En un contexto de exclusión, con pocas chances de conseguir un trabajo digno y bien remunerado, muchos pibes en los barrios usan la violencia para hacerse un nombre y “pertenecer”. El laburo “fácil” en los bunkers aportaba su cuota de prestigio además de dinero rápido. La relación con la policía –entre la persecución, la coima y los negocios– completa la biografía de estos pibes.

“Entre el 70 y el 80 por ciento de los homicidios dolosos se cometen con armas de fuego y si no en el 100 por ciento de los casos, en la mayoría esas armas provienen de la policía que las hace circular”, alertó. Armas reglamentarias que “se pierden” o “son robadas” y que terminan en mano de los “rochos” o “preven” (por haber tenido prisión preventiva) como ellos mismos se llaman para destacarse.

“En Rosario se habla sobre intervenir en el mercado ilegal de drogas, el enfoque debería ser intervenir en el mercado de armas. Tenemos que intervenir en las economías delictivas que producen violencia. Tenemos que pensar en que la gente no se mate”, planteó.

La ¿solución? verde

Ante tal situación, en abril de 2014 –y después de reiterados pedidos de la Provincia y el municipio al gobierno nacional– unos dos mil agentes federales, entre gendarmes, policías y prefectos, desembarcaron en la ciudad en un operativo de largo aliento. La idea era quedarse unos meses hasta que la policía provincial lograse la reestructuración anunciada.

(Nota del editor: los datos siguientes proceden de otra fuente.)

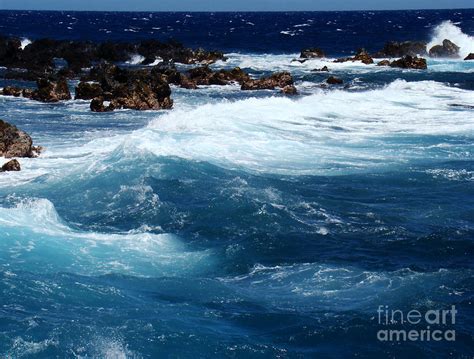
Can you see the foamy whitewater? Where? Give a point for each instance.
(245, 224)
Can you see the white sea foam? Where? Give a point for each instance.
(24, 43)
(135, 59)
(318, 133)
(329, 132)
(448, 30)
(35, 224)
(314, 286)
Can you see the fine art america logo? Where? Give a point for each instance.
(431, 325)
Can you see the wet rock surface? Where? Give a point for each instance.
(15, 142)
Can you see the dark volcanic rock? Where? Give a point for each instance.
(132, 89)
(14, 142)
(88, 91)
(334, 81)
(410, 62)
(447, 49)
(12, 91)
(361, 55)
(400, 49)
(279, 79)
(50, 91)
(100, 105)
(383, 63)
(289, 90)
(312, 53)
(205, 76)
(323, 69)
(12, 165)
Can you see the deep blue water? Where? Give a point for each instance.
(245, 224)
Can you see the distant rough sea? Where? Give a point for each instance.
(245, 224)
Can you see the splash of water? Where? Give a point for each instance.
(447, 30)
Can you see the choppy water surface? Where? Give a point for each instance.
(245, 224)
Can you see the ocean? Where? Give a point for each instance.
(245, 224)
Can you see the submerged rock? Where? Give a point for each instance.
(410, 62)
(361, 55)
(15, 142)
(12, 165)
(51, 91)
(334, 81)
(312, 53)
(322, 69)
(88, 91)
(205, 76)
(400, 49)
(12, 91)
(383, 63)
(448, 49)
(117, 88)
(279, 79)
(289, 90)
(47, 91)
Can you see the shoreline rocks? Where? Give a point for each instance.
(312, 53)
(12, 165)
(116, 88)
(279, 79)
(447, 50)
(361, 56)
(15, 142)
(332, 80)
(401, 49)
(47, 91)
(410, 62)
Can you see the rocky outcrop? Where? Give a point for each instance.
(322, 69)
(361, 55)
(38, 58)
(447, 50)
(12, 165)
(47, 91)
(127, 89)
(205, 76)
(280, 79)
(51, 91)
(383, 63)
(15, 143)
(312, 53)
(334, 81)
(410, 62)
(289, 90)
(12, 91)
(88, 91)
(400, 49)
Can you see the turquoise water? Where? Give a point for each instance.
(244, 224)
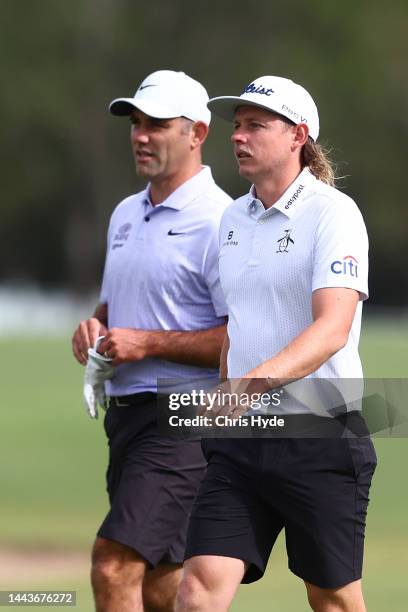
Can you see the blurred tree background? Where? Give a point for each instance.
(67, 162)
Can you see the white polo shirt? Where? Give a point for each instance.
(161, 273)
(272, 260)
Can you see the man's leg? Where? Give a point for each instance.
(209, 583)
(160, 587)
(117, 576)
(348, 598)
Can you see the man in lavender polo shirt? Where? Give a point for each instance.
(162, 313)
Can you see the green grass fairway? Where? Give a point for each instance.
(53, 461)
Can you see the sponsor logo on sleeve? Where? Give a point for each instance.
(348, 266)
(258, 89)
(121, 235)
(230, 241)
(294, 197)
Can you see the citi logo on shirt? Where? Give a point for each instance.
(348, 266)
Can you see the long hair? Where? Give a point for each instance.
(317, 159)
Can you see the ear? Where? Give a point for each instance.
(199, 133)
(300, 135)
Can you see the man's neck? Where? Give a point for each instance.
(162, 189)
(272, 188)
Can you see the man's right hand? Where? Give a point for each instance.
(85, 337)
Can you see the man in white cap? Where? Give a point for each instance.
(293, 268)
(162, 315)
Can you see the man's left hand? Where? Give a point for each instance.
(123, 345)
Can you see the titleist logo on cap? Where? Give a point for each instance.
(259, 89)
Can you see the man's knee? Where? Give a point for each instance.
(160, 588)
(115, 564)
(344, 599)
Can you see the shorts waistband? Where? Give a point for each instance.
(126, 401)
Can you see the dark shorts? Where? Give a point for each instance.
(314, 489)
(152, 482)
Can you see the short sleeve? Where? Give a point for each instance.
(340, 255)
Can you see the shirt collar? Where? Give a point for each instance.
(290, 199)
(186, 193)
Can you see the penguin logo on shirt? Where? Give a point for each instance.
(284, 242)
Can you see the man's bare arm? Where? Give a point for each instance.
(333, 313)
(200, 348)
(88, 331)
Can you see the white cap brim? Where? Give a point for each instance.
(122, 107)
(225, 106)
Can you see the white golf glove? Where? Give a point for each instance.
(97, 370)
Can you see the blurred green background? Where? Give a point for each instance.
(52, 482)
(66, 163)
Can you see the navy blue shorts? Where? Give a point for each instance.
(152, 482)
(315, 489)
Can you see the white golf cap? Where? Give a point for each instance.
(166, 94)
(276, 94)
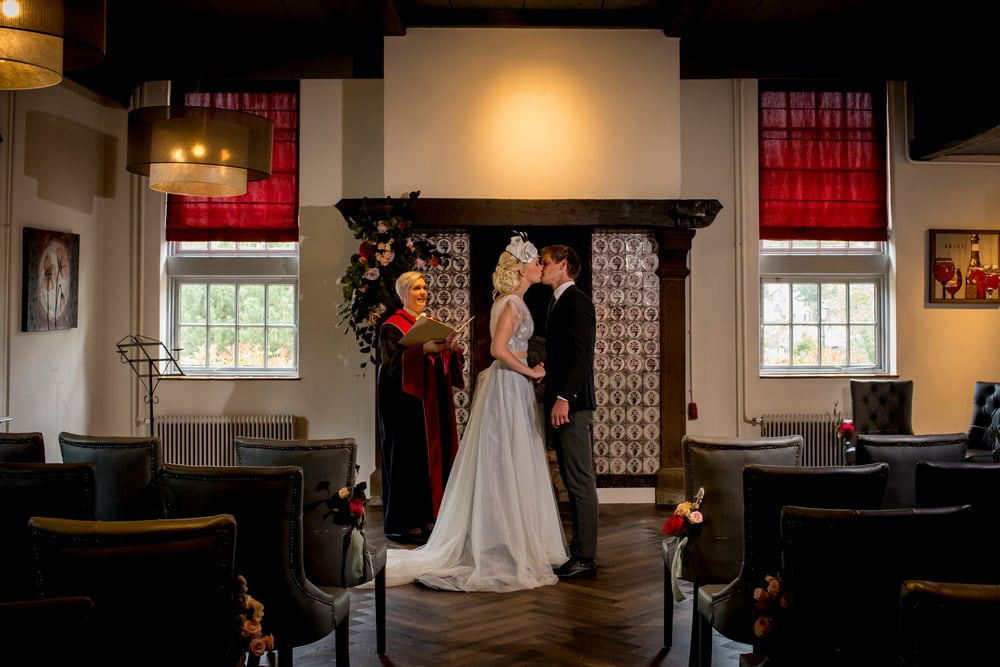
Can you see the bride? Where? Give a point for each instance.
(498, 528)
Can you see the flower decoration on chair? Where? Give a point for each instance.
(350, 510)
(771, 604)
(389, 248)
(686, 521)
(357, 565)
(844, 427)
(252, 639)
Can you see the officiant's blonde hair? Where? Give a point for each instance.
(405, 281)
(507, 275)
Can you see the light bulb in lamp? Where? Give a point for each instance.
(199, 151)
(31, 43)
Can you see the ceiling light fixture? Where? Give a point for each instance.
(199, 151)
(31, 44)
(39, 38)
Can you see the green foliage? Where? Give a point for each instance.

Se fueron a principios de enero de 2015. Para entonces ya estaba en marcha la nueva policía comunitaria, con aspiraciones de mediación y diálogo; pero, de acuerdo a una investigación de la cátedra de Criminología de la UNR antes citada, las cosas poco cambiaron.

Por algún tiempo, la presencia de Gendarmería permitió que algunos jóvenes volvieran a los lugares que antes frecuentaban sin temor a las “broncas” (enemigos del barrio con poder de fuego); e hizo surgir, al mismo tiempo, una nueva modalidad de comercio ilegal de estupefacientes: el delivery.

Además, la permanencia de los federales subrayó la imagen desprestigiada de la policía provincial. “Los policías son sin derecho y los gendarmes son con derecho –contó un joven de uno de los barrios analizados– Los policías no tienen derecho a hacerte nada porque también andan en la joda y los gendarmes tienen derecho a hacerte cualquier cosa”.

Así, al principio, los jóvenes miraban con más respeto a los uniformados de verde que a la policía provincial. Luego empezaron a aparecer los primeros relatos de abuso de poder por parte de los gendarmes y entonces los vecinos ya no sabían “si quedarse con éstos o con los transeros”, por la policía santafesina.

La “paz” no duró mucho y de nuevo los tiros comenzaron a escucharse. Por aquí, por allá. Dos mil dieciséis arrancó con dos homicidios y 24 heridos. El preludio de otro año violento que ya lleva 111 asesinatos en estos siete meses. Cada uno una nota. Una víctima más que se escribe y se lee casi de rutina. Como si fueran números.

Es que escribir noticias nos lleva a veces, sin darnos cuenta, a despojarnos de emociones. Hablamos de muertos, los contamos, casi con frialdad. Pero detrás de cada caso hay una historia truncada, familias que desmembran, dolores que alumbran y se quedan. Lo supe para siempre aquel viernes en el que el dónde era un maxioquiosco, el qué otro asesinato y el quién alguien demasiado cercano.